Conflict of Interest
The authors declare that they do not have a conflict of interest.
APPENDIX
Description of Medical Home Builder Components
Access and scheduling: Provides scheduling flexibility such as same day appointments and open access scheduling and non face-to-face services.
Care coordination and transitions in care: Offers individualized treatment plans, assessment of treatment and self-management goals, and has procedures for communication and coordination with other providers and facilities.
Organization of practice: Tracks procedures, test results, medications, and practices as a team.

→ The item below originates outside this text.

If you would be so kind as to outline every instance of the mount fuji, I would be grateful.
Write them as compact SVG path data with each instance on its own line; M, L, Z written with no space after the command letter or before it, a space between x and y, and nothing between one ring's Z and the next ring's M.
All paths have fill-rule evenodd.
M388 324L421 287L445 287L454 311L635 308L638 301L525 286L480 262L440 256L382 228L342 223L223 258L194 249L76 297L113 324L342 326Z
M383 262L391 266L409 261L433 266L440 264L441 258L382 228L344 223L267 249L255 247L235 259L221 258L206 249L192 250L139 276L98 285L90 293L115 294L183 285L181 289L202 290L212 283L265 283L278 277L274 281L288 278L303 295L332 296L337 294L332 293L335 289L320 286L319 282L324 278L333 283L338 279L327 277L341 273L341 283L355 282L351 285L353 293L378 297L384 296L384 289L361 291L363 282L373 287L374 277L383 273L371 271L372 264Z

Patient-centered care and communication: Provides support for patients’ self-management and decision-making and staff training in communication.
Population management: Uses patient registries and clinical guidelines and identifies frequent diagnoses and unmet needs in patients.
Quality improvement and performance improvement: Uses performance measures, satisfaction surveys, and other measures of quality.
Use of technology: Uses practice management systems, electronic health records, and decision support systems.